Today, the twelfth survey of 2012 for the Philly Fed Manufacturing Index for December was published. This survey projects the U.S. manufacturing conditions. According to the recent update the conditions have improved. Further, the index turned positive; the Philly Fed index rose from -10.7 in November to +8.1 in December. This is an 18 point increase. One of the reasons for the rally may have been due to the recovery from the economic slowdown due to Hurricane Sandy. Indexes of prices increased again during the month; this might imply the price pressures have intensified again. The American stock markets are currently traded moderately down. Gold and silver prices are trading sharply down.
If this indicator provides a good estimate for the economic changes of the U.S, it may suggest a positive shift in the manufacturing sectors. This index may also suggest the economic conditions have improved during December compared with the manufacturing conditions during November 2012. Moreover, the survey estimated the general employment conditions have slightly improved during recent weeks.
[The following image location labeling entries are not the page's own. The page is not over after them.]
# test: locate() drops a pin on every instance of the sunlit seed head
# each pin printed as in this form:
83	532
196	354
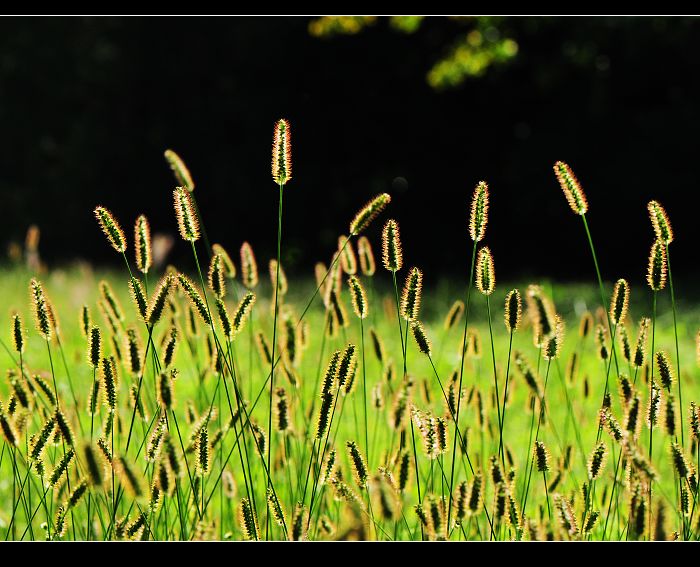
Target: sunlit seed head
572	188
479	212
282	153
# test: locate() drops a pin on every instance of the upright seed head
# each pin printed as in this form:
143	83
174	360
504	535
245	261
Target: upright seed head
485	275
368	213
619	302
282	153
216	274
42	312
392	256
358	296
656	272
142	244
180	171
660	222
571	187
366	256
187	220
249	266
479	213
513	310
111	229
411	296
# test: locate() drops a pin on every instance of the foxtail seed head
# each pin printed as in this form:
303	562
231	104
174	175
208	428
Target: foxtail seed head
513	310
411	296
479	214
111	229
485	274
619	302
249	266
660	222
358	296
392	256
142	244
656	272
366	256
182	174
368	213
571	187
282	153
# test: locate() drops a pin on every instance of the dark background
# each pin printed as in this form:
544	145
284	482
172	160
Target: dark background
88	105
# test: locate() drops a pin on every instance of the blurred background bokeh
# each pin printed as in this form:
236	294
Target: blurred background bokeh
421	108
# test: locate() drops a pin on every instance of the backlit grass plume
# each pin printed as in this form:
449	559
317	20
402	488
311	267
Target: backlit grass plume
368	213
282	153
392	255
620	302
479	213
187	220
572	188
656	272
485	274
660	222
411	295
111	229
180	171
142	244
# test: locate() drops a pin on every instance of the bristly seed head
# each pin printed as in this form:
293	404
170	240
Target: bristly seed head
282	153
368	213
571	187
656	272
479	214
111	229
660	222
392	256
187	220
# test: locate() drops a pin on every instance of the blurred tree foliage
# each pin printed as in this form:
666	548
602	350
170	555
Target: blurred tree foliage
481	43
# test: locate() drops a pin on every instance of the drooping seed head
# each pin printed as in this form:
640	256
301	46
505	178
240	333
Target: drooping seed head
368	213
392	256
142	244
249	266
660	222
479	213
656	272
572	188
187	220
216	274
619	302
282	153
111	229
366	256
485	274
411	295
180	171
358	296
513	310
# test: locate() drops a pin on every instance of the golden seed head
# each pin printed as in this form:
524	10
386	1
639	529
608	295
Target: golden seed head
368	213
249	267
182	174
479	214
282	153
513	311
366	255
571	187
111	229
485	274
411	295
660	222
656	272
142	244
392	256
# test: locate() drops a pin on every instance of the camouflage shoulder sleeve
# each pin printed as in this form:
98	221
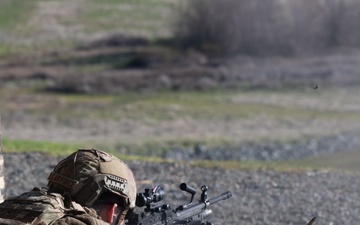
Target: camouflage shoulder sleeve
83	219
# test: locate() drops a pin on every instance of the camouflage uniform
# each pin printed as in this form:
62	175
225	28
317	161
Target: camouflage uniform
74	185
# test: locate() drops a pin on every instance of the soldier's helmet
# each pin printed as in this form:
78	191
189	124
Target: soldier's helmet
88	173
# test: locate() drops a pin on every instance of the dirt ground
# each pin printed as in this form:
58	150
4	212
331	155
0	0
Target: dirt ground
116	63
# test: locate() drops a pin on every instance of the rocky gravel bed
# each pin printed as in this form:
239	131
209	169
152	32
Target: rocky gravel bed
346	141
258	197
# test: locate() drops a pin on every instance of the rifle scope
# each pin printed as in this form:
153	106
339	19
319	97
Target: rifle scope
151	195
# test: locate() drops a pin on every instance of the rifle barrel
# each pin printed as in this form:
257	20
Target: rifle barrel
196	208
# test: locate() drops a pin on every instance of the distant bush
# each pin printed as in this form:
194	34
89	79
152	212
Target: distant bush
259	27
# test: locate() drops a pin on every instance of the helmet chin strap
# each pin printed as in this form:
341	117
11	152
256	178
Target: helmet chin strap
120	217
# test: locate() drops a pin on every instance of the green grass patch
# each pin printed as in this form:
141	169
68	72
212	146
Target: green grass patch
131	16
58	149
14	12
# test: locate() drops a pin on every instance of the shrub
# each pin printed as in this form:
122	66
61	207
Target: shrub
261	27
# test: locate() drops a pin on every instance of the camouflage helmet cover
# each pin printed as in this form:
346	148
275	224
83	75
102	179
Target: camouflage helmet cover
88	173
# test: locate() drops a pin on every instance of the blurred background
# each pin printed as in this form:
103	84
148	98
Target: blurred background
232	83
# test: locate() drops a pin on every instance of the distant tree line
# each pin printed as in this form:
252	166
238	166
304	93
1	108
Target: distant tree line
267	27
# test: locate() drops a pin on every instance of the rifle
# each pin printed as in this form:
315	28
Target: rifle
160	214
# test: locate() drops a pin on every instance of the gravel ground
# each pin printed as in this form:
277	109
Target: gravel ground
345	141
259	197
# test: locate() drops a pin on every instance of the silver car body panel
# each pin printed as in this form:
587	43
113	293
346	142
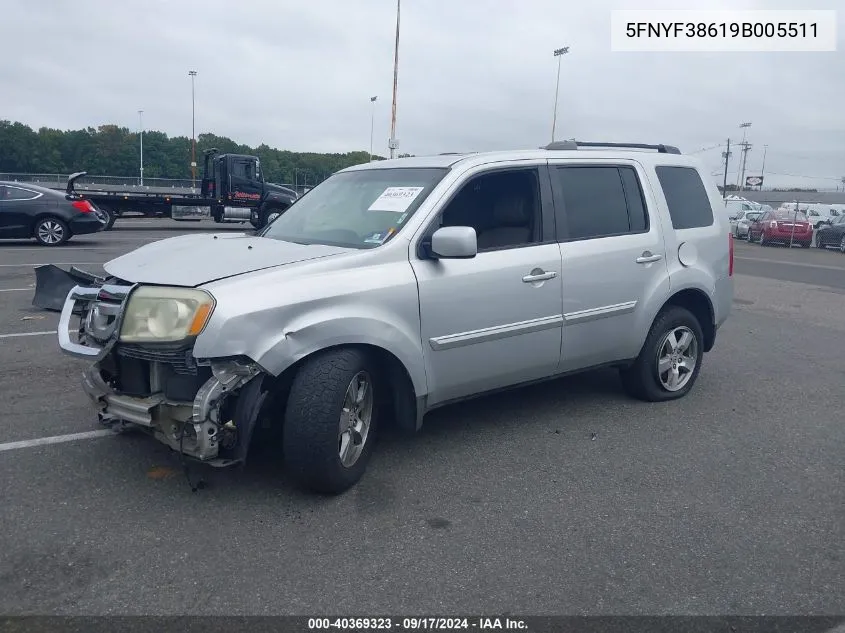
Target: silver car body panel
191	260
This report shows the U.S economy is growing. Moreover, this survey could be reviewed as a preview for the growth rate of the U.S GDP in the fourth quarter. Since the manufacturing have improved, this could suggest that the U.S GDP growth rate in the fourth quarter might rise but at a lower pace than in the previous quarter.
This report might positively affect not only American stock markets, but also the rates of major commodities such as oil.
Following the publication of this report major American stock market indexes including the Dow and NASDAQ are currently edging down; major energy commodities prices such as crude oil are moderately falling; precious metals are currently trading sharply down.
Current gold price (short term delivery) is traded at $1,642.6 per t oz. a $25.3 decrease as of 17:33*.
Current oil price (short term delivery) is traded at $89.51 / bl a $0.24 decrease as of 17:33*.